Fred lead me to the edge of Hipsterville: Williamsburgh. And this bar was clearly Hipsterville Central. It’s called “the candy store” — but there is no candy to be found anywhere. Like that equally fruity “Grocery Store” place in Manhattan that is really just a bar.
I walked inside and there were hipsters EVERYWHERE. Jeans and ironic white T-shirts and buttons with sayings on them. OMG. How is there not been a task force commissioned to study how to control this scourge? I walked inside where a hipster announced that this was the last reading series of the year and encouraged us to buy the books being read at some hipster selling them in the foyer and our purchases probably went to some hipster cause like saving the dying chalupas in the Amazon rainforest. Or is that a taco bell sandwich?
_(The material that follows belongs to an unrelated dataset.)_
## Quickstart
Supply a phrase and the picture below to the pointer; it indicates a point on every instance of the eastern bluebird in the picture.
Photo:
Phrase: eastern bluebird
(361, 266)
Any, my columnist guy was first. I would tell you the name of his book, but then I’d be unable to write about how mind numbingly boring it was. I kinda recognized his face, though th eyears have not been kind to him. The guy I remembered had floppy black curly hair and a nervous shake. This guy had no hair and a nervous shake. The book was about some guy — no wait an “African-American guy” I remembered that because that was the last trace of interest I felt in my brain before settling into a near comatose stupor. He blah blha blahed for a while and then the hipster introducer came back and said we were taking a five minute break before continuing with the next author.
I took this opportunity to run.
I started hitting the door open button on my car keys from the middle of the bar lest some hipster try to hug me before I made it to the street. I so need one of those cars that opens the driver’s side door and starts the ignition for you.
Must get out of Williamsburgh before the sun sets.
Hmm…now there’s a compelling movie idea.
Hipsters after dark: you can run, but you’d better recycle.
May 30th, 2008 at 1:23 am
Ah, now, that was actually good.
May 30th, 2008 at 12:12 pm
4+9-5= THIRTEEN
I do not believe that this was a joke.